Medical staff at the hospital treating sick baby Charlie Gard have received death threats, it has emerged.
But the case was reopened earlier this month at England's High Court after two overseas hospitals approached GOSH with possible evidence of alternative treatments that might help Charlie's condition.
Reacting to the abuse directed at staff Mary MacLeod, chairman of the hospital, said in a statement: "Great Ormond Street Hospital cares for many thousands of seriously unwell children every year, providing outstanding treatment for those who need it most".
Charlie has a rare genetic condition that causes progressive muscle weakness and brain damage.
After the hospital's lawyer, Katie Gollop, told a judge what doctors thought of results from new scans of Charlie's brain, the baby's mother, Connie Yates, burst into tears, and his father, Chris Gard, yelled "evil", according to the association.
"The GOSH community has been subjected to a shocking and disgraceful tide of hostility and disturbance".
The hospital have confirmed that the police had been called to investigate the threats and "unacceptable" harassment of it's staff.
The hospital is in close contact with the Metropolitan Police over the incidents, she added in a statement. Hirano devised the experimental treatment that Charlie's parents want the infant to undergo. As The Guardian reports, the Great Ormond Street Hospital has now received thousands of abusive messages from those opposed to removing Charlie Gard from life support.

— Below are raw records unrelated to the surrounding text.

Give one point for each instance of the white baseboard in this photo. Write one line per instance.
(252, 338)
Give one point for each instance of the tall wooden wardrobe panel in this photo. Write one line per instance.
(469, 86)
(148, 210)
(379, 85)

Supporters outside after they hear the news
MacLeod said Charlie's case was a "heart-breaking one".
Charlie Gard's parents have said they are "extremely upset" by the backlash they received after GOSH revealed the abuse its staff was suffering.
The Gards, whose case is being followed by US President Donald Trump, were last week granted legal and permanent residence by the US Congress in order to pursue the experimental treatment.
But the couple say there is new evidence and had asked Mr Justice Francis, who in April ruled in favour of Great Ormond Street and said Charlie should be allowed to die with dignity, to change his mind.
The hearing was held in advance of the trial, scheduled for Tuesday at the UK High Court.
Dr. Michio Hirano, the medical director of the Laboratory of Metabolic and Mitochondrial Disease in NY who flew to the United Kingdom to assess Charlie, argued last week that his experimental drugs still had a chance of helping the boy.
A lawyer representing the hospital said in a brief hearing Friday that the latest brain scan results make for "sad reading".